Jesus also tells us that anyone who says to his brother, “Raca,” will be punished, and anyone who says, “You fool!” will be in the fires of hell. Raca means “stupid,” and it comes from the heart of pride or hatred that despises the other. Jesus never overlooks that we curse or hurt our neighbor with our words.
Proverbs 15:4 says that the tongue that brings healing is a tree of life, but perversion in it crushes the spirit. We can encourage, motivate, and energize our neighbors with our words. If so, we will take after the Lord and have power in our words, just as He formed the world with His command. However, some people hurt their neighbors with their words, crush their minds, stress them, and cause hostility and anger. They are like Satan, in that they enjoy cursing and despising their neighbors. They often condemn those whom Jesus has forgiven and then make them stumble. Jesus said that what comes out of our mouths come from our hearts, and this makes us “unclean.”
Recent pop culture uses violence as one of its genres in movies, games, and entertainment to approach the public commercially. They often use curses as a source of humor or stress relief. They also justify taking revenge on an enemy with anger. However, as we are exposed to such violent cultures and gradually assimilated into them, what the Lord defines as sin permeates our minds. Therefore, we must not follow the wrong values of the world but thoroughly make our words and thoughts godly by reading the Bible. Proverbs 29:11 gives us the great lesson that a fool immediately reveals his anger, but a wise man keeps himself under control. It is wise to refrain from the anger that immediately arises from our hearts. If another provokes us with an evil deed, the Lord will judge them instead of us. His wrath is more severe and effective than our wrath. Also in Proverbs 20:15, it is written that the lips that speak knowledge are a rare jewel. Depending on how we speak, our mouths can be either a beautiful fountain that creates very precious values or a sewer from which dirty water flows. Realizing that we have the power in our words like the Lord, we must be cautious about what we say, and benefit others all the time.

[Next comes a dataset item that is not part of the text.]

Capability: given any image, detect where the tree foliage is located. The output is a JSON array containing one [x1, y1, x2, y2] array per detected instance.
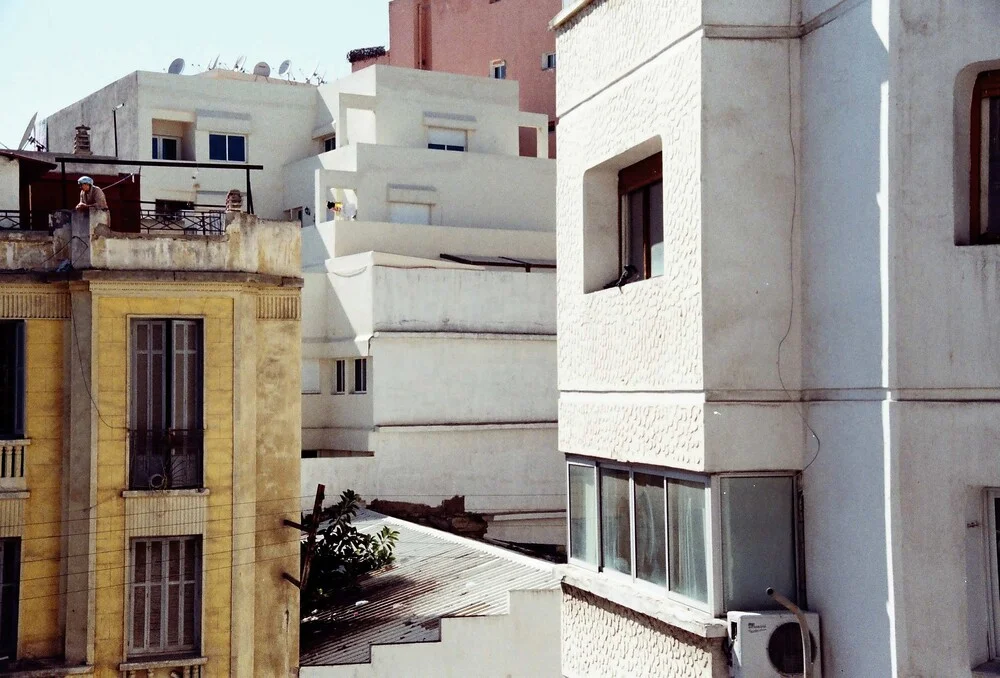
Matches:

In Matthew 5:23–24, Jesus says we must go first and be reconciled to our brother or sister if we injured or tortured someone’s heart with our anger or words. The reason is that fellowship with God cannot be done in holy consciousness before reconciliation with our neighbor is done. When we pray to the Lord, He will let us know whom we should be reconciled with and what to do. For the good fellowship with our Lord, we must solve it when He lets us know it.